Hallucinations are common and distressing in Parkinson’s disease, but the minimum clinically important difference (MCID) for two key rating tools—the Scale for Assessment of Positive Symptoms-Hallucinations (SAPS-H) and the University of Miami PD Hallucinations Questionnaire (UM-PDHQ)—had not been defined. MCID, the smallest score change patients and clinicians perceive as meaningful, guides both trial design and clinical decision-making. Researchers of this study set out to establish MCID ranges using both expert consensus (Delphi) and statistical methods. By defining what constitutes a meaningful change, the work aims to align outcome interpretation between trials and everyday care.

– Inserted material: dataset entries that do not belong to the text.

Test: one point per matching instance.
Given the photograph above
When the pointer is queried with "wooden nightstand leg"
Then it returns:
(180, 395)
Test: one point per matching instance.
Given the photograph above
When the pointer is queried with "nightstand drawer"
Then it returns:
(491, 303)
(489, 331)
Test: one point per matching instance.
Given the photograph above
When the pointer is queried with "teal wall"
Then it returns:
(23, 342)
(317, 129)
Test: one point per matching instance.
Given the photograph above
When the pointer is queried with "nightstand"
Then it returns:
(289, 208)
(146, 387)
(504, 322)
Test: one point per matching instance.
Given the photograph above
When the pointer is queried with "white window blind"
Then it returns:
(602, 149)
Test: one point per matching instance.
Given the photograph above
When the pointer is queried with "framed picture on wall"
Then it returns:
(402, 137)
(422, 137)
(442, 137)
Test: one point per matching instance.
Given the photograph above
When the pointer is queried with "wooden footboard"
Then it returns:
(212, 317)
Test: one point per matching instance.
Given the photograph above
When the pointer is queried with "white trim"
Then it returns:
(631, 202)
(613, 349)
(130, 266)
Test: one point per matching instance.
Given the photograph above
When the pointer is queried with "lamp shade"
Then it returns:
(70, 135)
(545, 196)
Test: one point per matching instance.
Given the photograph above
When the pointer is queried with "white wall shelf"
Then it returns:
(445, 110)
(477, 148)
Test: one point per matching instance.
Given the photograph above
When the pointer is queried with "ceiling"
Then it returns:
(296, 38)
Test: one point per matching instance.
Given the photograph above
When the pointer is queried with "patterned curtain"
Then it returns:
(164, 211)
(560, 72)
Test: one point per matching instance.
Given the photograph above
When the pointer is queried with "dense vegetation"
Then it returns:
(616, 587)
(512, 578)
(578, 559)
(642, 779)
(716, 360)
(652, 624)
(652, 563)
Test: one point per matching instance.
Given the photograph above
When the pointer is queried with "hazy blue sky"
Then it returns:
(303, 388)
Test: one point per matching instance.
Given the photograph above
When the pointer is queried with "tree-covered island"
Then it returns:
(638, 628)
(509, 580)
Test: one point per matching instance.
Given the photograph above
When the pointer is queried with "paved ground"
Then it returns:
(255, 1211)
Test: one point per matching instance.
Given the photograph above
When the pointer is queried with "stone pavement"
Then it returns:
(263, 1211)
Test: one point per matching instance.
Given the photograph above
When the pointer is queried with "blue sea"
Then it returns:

Across three Delphi rounds, 51 clinicians/researchers and 16 people with lived experience reached consensus that a 2-point change is clinically meaningful on both scales. Consensus was predefined as at least 75% agreement across panels. Using blinded data from the first 100 participants in the TOP HAT trial, distribution-based MCIDs were 2.6 points (SAPS-H) and 1.3 points (UM-PDHQ). Anchor-based MCIDs (1-point CGI-S improvement) were 2.1 and 1.3 points, respectively. Triangulating methods, the estimated MCID ranges were 2.0 to 2.7 points for SAPS-H and 1.3 to 2.0 points for UM-PDHQ. The convergence of consensus- and data-driven estimates strengthens confidence in these thresholds. These thresholds offer practical benchmarks for powering studies, evaluating treatment effects, and standardizing reporting across PD hallucination trials.

Reference: Reeves S, Mahdi J, Appleby M, et al. Minimal clinically important differences for treatment of hallucinations in Parkinson’s disease and dementia with Lewy bodies. Psychol Med. 2025;55:e93. doi: 10.1017/S0033291725000534.